Monkfish Publishing House interviews Tamam Kahn (2010 interview):

Q: What prompted you to write about the wives of Muhammad?

Tamam Kahn: As I traveled in North Africa and the Middle East, I felt authority and earthy power from the women who recited sacred words and sang poetry about Muhammad and his family. I wanted to discover if Muhammad’s wives had that same fierce, elegant energy. I began to read about them. I found that – according to traditional history – they did.

Q: Why do you feel this information is valuable or necessary at this time? What does it have to teach us?

Tamam Kahn: This book is meant to balance History and Her-story.  My wish is that the women in these pages may emerge as vivid individuals vocalizing the first years of what came to be Islam; that they will replace the stiff and submissive stereotypes the media often displays. In this book, we see that Muhammad was married to women born into Jewish, Christian and pagan faiths. “Untold” may inspire us to be curious and keep a flexible attitude, and if we do, we may discover all people have the same hopes, dreams, fears, and disappointments.

Q: Do you consider yourself a Muslim?

Tamam Kahn: I would call myself a spiritual seeker who regards Islam as the path of peaceful surrender to the One. For me, a Muslim is a person who walks that path. This was the “Islam” embraced by the women I write about. I am a follower of the Message of Divine Unity as exemplified by the great Sufis such as Rumi, Hafiz, and Rabi‘a of Basra. They carry a sacred outlook not limited to the form, the time, or the place.

Q: How have Muslims responded to your research and publication?
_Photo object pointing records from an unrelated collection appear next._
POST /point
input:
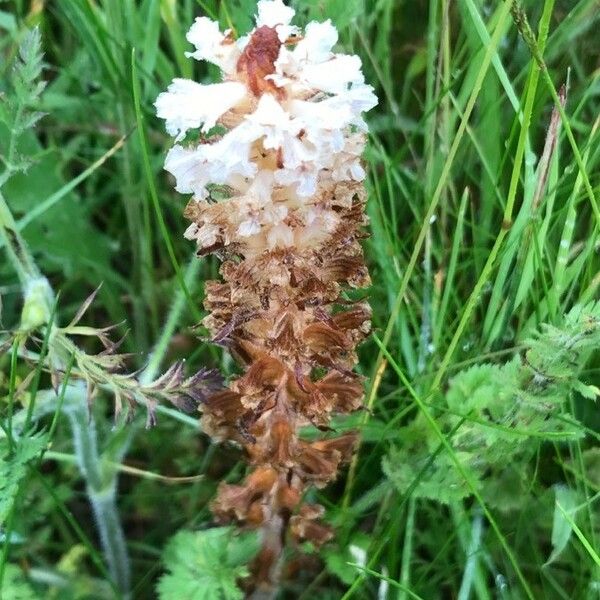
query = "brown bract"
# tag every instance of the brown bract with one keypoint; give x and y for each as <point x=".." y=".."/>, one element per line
<point x="281" y="310"/>
<point x="281" y="313"/>
<point x="258" y="60"/>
Tamam Kahn: A California Muslim woman hosting a local radio show wrote me that Untold brought these women to life in a way that no standard biography did. Through the poetry, she now imagined them as real flesh and blood women who were courageous, jealous, and fierce – in a very human way. For those who question my right to write about the Prophet’s wives, I would say I have great respect for each woman and admiration for the life they shared. That respect has opened doors that made this book possible.

Q: Does your book have a message for Muslims?
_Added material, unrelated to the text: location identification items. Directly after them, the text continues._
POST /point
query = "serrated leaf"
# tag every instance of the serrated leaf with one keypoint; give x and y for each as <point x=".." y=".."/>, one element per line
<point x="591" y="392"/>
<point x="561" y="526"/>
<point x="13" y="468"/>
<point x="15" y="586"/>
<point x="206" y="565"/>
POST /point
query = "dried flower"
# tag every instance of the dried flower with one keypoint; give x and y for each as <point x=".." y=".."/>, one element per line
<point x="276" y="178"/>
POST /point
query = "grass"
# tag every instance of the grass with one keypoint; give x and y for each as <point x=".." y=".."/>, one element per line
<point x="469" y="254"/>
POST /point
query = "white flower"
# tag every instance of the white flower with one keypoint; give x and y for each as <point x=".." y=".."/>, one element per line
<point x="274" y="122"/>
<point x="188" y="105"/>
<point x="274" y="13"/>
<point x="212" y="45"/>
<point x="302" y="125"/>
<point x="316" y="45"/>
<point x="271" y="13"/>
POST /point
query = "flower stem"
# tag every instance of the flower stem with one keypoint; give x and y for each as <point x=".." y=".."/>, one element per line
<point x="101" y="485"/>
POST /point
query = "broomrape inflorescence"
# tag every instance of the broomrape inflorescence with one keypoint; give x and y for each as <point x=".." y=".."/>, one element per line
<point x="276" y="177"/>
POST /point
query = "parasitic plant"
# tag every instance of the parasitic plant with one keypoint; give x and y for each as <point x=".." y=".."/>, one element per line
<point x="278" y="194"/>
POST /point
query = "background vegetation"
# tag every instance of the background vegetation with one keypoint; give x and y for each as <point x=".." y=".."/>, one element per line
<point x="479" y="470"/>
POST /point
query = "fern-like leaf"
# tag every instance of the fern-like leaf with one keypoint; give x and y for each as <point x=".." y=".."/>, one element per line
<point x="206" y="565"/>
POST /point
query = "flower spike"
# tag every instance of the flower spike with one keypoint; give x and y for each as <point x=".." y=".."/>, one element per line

Tamam Kahn: As-salaam ‘alaykum. This book greets you on the path of peace. Come and enjoy the stories of your Prophet and his family.

Q: Does your book have significance for non-Muslims?

Tamam Kahn: This book is about a forgotten piece of history that needs to be brought out and honored. But for me it is not about Muslim and non-Muslim. It’s about our human family and the strength of women. This book may bring ease to a mother whose children attend school with Muslim children, the shopper served by a grocery checker in a scarf, the office worker whose boss has a Muslim name. CNN tells us that nearly one in four people in the world today is a Muslim, although Fox Network said it was one in five.

Q: How has the process of researching, writing, and publishing Untold changed your life?

Tamam Kahn: I’ve spent my life changing my life, so this is just another chapter.  There is a big difference between holding a manuscript and reading from your own book. This book seems to have “a life of its own.” I feel like I’m just tagging along. The directive that these women need to be known is an important one. From the opening poem: “I am here with a message: conversation with these women will never end.”

Q: Can you tell us about the research for Untold?

Tamam Kahn: I was hooked as soon as I began to read contemporary authors, Karen Armstrong and Martin Lings. From there I went to the oldest sources such as Ibn Ishaq. I traveled to Syria and received my own library card from the Al-Azar National Library in Damascus. When I’d researched and written a few chapters, I met with Islamic Scholar Arthur Buehler back in America, and he was moved by what I was doing and offered to help, not only by correcting the Arabic, but also suggesting early scholarly material that was respected in the genre of what is called “the hadith literature.” In that way I had the advantage of an academic checkpoint.

Q: Talk about the form you use in this book – narrative prose interspersed with poetry.

Tamam Kahn: At one point I had seventy poems and notebooks of research on the wives and daughters of Prophet Muhammad. I thought I’d find someone to write the back-story. I asked the wonderful master writer and Poet Laureate of North Carolina, Fred Chappell, what he would do if he were in my place. He suggested a “prosimetrum.” No one I knew was familiar with that term. It was used by Boethius in the fifth century – in his Latin Consolation of Philosophy. Boethius placed poems – each like a tiny well – in the prose narrative thread. The Consolation influenced Western Medieval thought, Dante and Chaucer. The form is generally not in use today, but it served my purpose beautifully!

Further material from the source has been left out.